Al-Quds/Jerusalem between the East and the West: Images of the Holy City in Arabic and English Poetry

By Nasser Athamneh
Submitted to Session P4991 (Poetics of the Political, 2017 Annual Meeting
All Middle East;
LCD Projector with Audio Patch or Speakers;
Al-Quds/Jerusalem between the East and the West: Images of the Holy City in Arabic and English Poetry

This paper examines representations and treatments of Jerusalem in selections of poetry in English and Arabic. The paper argues that these poems not only differ in language, but in far more significant ways as well. First all of the Arabic poems, even from widely different time periods, visualize the city as an actual city lived in by actual people, while the English poems represent Jerusalem in almost complete allegorical and symbolic ways. But even more important, it also becomes evident, in terms of the very real contest for identify that Jerusalem is now undergoing, the Arabic poems express the voices of actual inhabitants of the city while the English poems represent an imposed identity derived from the dominant discourse of the colonial powers whose helicopter gunships, teargas and bulldozers are in the process of erasing the Arab character of the city and impose an image derived from Western and ultimately Biblical resources.
Though these Arabic poems are universally known, sung, listened to and wept over in the Arab world, they are unknown in the West except to a small number of people who have been educated in the contemporary culture of Palestine, Syria, Jordan, Egypt and Lebanon. This paper challenges the dominant discourse, i.e., to control the relevance of popular poetry with their cultural archetypes and myths to the actualities of what Foucault defined as the discourse of power. The dominant discourse, as Keith Whitelam has expressed it so eloquently has excluded the voices of the people of Al-Quds, the real city, in favor of an allegorical and a historic notion of Jerusalem as a useful tool of imperial designs on the Middle East. The paper stretches the discourse and brings these voices into immediate confrontation with the more central poetry of that canon.

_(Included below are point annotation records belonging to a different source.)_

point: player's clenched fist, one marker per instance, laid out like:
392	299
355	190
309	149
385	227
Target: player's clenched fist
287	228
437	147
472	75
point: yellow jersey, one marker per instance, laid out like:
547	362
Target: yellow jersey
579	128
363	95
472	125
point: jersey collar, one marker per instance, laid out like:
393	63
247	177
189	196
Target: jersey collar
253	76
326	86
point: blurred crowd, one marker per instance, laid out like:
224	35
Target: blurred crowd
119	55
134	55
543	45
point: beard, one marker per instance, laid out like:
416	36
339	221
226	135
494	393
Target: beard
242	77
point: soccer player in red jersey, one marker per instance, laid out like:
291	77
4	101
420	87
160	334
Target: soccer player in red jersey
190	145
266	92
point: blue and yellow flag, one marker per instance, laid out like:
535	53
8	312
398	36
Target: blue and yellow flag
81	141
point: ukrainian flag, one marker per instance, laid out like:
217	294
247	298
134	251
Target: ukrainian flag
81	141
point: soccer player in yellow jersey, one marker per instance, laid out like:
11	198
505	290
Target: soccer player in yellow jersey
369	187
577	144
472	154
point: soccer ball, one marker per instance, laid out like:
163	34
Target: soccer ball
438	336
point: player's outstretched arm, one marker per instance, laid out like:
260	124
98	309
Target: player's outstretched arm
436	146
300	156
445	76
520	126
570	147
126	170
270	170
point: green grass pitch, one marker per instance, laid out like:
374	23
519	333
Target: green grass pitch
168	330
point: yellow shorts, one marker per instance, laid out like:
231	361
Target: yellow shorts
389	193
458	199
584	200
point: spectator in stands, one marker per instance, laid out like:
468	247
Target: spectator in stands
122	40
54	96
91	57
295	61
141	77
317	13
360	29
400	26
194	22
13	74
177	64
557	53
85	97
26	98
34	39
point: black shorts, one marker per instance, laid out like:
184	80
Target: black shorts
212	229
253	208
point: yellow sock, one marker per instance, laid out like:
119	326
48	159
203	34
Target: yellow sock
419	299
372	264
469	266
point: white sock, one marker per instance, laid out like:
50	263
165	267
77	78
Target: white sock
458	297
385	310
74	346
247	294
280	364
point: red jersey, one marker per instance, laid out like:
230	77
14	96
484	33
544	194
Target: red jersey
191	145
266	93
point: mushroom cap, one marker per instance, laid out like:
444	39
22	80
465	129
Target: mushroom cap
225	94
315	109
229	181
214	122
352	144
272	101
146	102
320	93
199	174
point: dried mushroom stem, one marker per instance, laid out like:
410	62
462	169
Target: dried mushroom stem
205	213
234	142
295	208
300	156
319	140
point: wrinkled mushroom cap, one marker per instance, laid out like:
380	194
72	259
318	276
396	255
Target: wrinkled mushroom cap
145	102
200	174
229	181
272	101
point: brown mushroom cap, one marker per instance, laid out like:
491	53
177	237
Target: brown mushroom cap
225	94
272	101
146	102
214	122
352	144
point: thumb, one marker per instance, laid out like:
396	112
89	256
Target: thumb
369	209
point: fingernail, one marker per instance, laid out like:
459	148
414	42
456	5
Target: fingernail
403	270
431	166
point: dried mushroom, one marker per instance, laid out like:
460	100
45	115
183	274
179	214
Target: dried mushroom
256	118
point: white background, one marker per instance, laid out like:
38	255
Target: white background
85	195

The Arabic poems the paper examines are: “On al-Quds” by Shiha ad-Din al-Mujawir, “he Night Song of the Bow Strings” by Muzzafer Al-Nawwab, the third and fourth poems are two popular songs sung by the widely known contemporary Lebanese female singer Fayruz: “The Flower of Cities” and “The Ancient al-Quds,” and finally “The Sorrowful City” by the contemporary Palestinian poet Harun Hashim Rashid. The English poems are: “Psalm 137” by William Blake, “Kubla Khan” by Samuel Taylor Coleridge,” and “The Holy City” by Frederick E. Weatherly.